Como aprendimos en Esdras y Nehemías, un remanente, un grupo pequeño de israelitas, salió de Persia para reconstruir Jerusalén luego de que el rey Ciro los liberara (Esdras 1: 1-4). Sin embargo, muchos israelitas permanecieron en Persia y se dispersaron por otros territorios. El libro de Ester cuenta la historia de una de las duras pruebas por las que pasaron aquellos que se quedaron en Persia.

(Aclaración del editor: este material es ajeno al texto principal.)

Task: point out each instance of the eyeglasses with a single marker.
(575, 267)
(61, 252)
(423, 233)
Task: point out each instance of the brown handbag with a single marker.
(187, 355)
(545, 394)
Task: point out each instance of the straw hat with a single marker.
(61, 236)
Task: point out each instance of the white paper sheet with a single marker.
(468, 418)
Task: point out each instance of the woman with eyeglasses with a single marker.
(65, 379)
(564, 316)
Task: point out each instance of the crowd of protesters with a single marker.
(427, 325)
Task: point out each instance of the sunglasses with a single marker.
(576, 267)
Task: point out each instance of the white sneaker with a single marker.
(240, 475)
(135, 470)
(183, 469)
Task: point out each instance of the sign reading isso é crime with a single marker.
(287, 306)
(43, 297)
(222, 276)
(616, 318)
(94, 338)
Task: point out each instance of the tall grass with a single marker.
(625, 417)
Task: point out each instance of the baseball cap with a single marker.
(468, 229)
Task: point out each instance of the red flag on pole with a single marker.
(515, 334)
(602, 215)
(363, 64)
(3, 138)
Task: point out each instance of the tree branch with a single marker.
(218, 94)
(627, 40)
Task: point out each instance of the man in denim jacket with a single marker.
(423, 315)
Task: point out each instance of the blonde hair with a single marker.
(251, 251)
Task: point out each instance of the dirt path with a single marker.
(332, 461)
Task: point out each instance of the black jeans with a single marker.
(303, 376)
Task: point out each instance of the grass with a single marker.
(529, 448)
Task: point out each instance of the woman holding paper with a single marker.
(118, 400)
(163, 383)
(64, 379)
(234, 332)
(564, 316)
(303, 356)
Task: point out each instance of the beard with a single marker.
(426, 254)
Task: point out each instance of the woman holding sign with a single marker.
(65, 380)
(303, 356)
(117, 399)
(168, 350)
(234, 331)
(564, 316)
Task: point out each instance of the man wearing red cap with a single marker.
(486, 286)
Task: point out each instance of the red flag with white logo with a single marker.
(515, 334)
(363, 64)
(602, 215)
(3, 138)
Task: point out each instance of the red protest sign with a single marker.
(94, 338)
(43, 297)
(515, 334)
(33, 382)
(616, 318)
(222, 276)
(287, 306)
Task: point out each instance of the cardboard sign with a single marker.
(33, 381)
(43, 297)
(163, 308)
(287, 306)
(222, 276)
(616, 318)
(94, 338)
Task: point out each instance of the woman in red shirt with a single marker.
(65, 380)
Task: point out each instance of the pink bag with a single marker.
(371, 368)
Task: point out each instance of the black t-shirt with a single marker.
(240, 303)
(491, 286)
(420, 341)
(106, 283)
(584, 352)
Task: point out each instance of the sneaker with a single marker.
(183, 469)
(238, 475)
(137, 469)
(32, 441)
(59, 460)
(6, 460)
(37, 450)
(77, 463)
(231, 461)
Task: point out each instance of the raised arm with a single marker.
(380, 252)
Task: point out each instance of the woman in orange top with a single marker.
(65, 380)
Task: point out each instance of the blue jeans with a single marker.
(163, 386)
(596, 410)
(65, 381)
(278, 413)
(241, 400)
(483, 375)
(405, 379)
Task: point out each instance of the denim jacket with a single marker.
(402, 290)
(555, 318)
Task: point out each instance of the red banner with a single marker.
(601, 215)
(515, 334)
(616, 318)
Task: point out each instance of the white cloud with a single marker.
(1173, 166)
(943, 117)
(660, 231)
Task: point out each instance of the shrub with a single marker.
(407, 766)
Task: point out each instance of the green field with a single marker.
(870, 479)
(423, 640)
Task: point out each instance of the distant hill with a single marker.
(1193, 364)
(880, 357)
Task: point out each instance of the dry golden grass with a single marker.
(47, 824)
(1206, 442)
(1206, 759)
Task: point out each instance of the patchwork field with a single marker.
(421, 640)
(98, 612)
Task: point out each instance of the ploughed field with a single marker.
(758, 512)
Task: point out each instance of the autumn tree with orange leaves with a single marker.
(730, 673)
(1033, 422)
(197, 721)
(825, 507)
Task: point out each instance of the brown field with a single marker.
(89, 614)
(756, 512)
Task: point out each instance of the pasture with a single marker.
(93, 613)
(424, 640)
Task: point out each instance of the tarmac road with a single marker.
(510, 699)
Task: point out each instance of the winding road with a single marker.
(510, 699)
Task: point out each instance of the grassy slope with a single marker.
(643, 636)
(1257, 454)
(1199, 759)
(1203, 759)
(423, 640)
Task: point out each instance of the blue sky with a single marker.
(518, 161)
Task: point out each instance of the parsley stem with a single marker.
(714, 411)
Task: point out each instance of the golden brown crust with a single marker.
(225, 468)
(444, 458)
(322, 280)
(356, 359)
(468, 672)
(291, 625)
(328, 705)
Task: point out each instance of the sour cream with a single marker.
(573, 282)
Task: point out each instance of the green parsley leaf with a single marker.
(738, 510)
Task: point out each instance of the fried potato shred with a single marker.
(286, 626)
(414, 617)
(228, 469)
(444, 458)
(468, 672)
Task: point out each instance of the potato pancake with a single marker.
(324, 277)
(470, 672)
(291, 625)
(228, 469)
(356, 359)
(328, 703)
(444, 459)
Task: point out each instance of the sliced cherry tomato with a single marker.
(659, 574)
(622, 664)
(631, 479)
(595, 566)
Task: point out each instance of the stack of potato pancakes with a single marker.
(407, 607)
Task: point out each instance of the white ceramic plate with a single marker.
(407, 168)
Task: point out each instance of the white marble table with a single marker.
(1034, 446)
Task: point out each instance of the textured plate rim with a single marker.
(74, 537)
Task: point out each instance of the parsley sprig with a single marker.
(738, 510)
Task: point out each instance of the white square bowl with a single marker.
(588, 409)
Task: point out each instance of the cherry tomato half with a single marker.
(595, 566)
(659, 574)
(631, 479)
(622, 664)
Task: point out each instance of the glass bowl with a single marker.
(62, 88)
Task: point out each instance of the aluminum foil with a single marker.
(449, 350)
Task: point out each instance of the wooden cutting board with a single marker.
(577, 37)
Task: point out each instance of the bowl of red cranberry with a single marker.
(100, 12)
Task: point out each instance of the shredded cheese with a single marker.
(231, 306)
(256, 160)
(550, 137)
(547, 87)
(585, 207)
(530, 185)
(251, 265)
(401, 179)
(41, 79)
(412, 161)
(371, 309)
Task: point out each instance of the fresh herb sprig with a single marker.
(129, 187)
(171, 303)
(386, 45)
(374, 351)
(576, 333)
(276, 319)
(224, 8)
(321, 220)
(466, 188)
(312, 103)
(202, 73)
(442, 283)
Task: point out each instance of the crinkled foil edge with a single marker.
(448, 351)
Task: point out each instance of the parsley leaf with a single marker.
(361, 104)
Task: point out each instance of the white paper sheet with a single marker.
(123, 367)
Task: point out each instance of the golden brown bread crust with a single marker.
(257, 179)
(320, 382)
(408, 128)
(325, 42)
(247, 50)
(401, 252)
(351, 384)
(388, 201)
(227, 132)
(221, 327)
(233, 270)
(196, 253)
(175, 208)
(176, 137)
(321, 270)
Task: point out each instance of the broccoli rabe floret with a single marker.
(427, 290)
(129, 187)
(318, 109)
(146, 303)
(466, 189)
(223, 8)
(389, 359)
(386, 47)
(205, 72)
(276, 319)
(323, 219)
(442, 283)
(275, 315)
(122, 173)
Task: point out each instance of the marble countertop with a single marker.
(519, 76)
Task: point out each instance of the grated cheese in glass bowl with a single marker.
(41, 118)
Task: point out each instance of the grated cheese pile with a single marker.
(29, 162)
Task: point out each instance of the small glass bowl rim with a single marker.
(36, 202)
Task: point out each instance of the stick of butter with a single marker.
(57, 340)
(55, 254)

Jerjes era el rey de Persia en época de Ester. Fue hijo de Darío el Grande, pero a diferencia de su padre, Jerjes era indisciplinado y tenía una fuerte inclinación a escuchar malos consejos. Era un fiestero y no le apenaba presumirlo. El libro empieza con una de las más grandes fiestas de todas las Escrituras, que ofrecía Jerjes. «Durante ciento ochenta días les mostró la enorme riqueza de su reino y la esplendorosa gloria de su majestad» (Ester 1: 4). ¿Sabes de alguien suficientemente rico como para ofrecer una fiesta que dure 180 días seguidos?

El licor fluía como agua. Los invitados se emborrachaban, dormían, se levantaban, y festejaban un poco más. Todos daban palmaditas a Jerjes en la espalda. Hablaban de los «Rolls Royce» que guardaba en la cochera, de las «piedritas» en sus orejas y el platino alrededor de su cuello, Jerjes se «lucía» bastante.

Cuando el rey quedó totalmente borracho, se le ocurrió una idea no muy brillante. «Estos chicos aún no han visto la mejor de mis posesiones», se dijo a sí mismo. «¡Deja que vean a mi reinita!» Jerjes mandó traer a la reina Vasti, su esposa trofeo, «a fin de exhibir su belleza ante los pueblos y sus dignatarios, pues realmente era muy hermosa» (Ester 1: 11). ¡Jerjes disfrutaba exhibirla como si ella hubiera sido una poodle ganadora de premios!

Pero Vasti era mucho más que hermosa. Era una mujer de principios. ¿Cómo lo sabemos? Hizo frente a un rey que, en ese entonces, gobernaba casi el mundo entero, «No -dijo Vasti-. No voy a ir. Está borracho, y los demás también. Quién sabe qué más están haciendo allí. Me niego a que me traten como a un trozo de carne». Eso no está en la Biblia, pero sé que se sintió así.

Vasti se respetaba a sí misma, aunque significara perder la corona.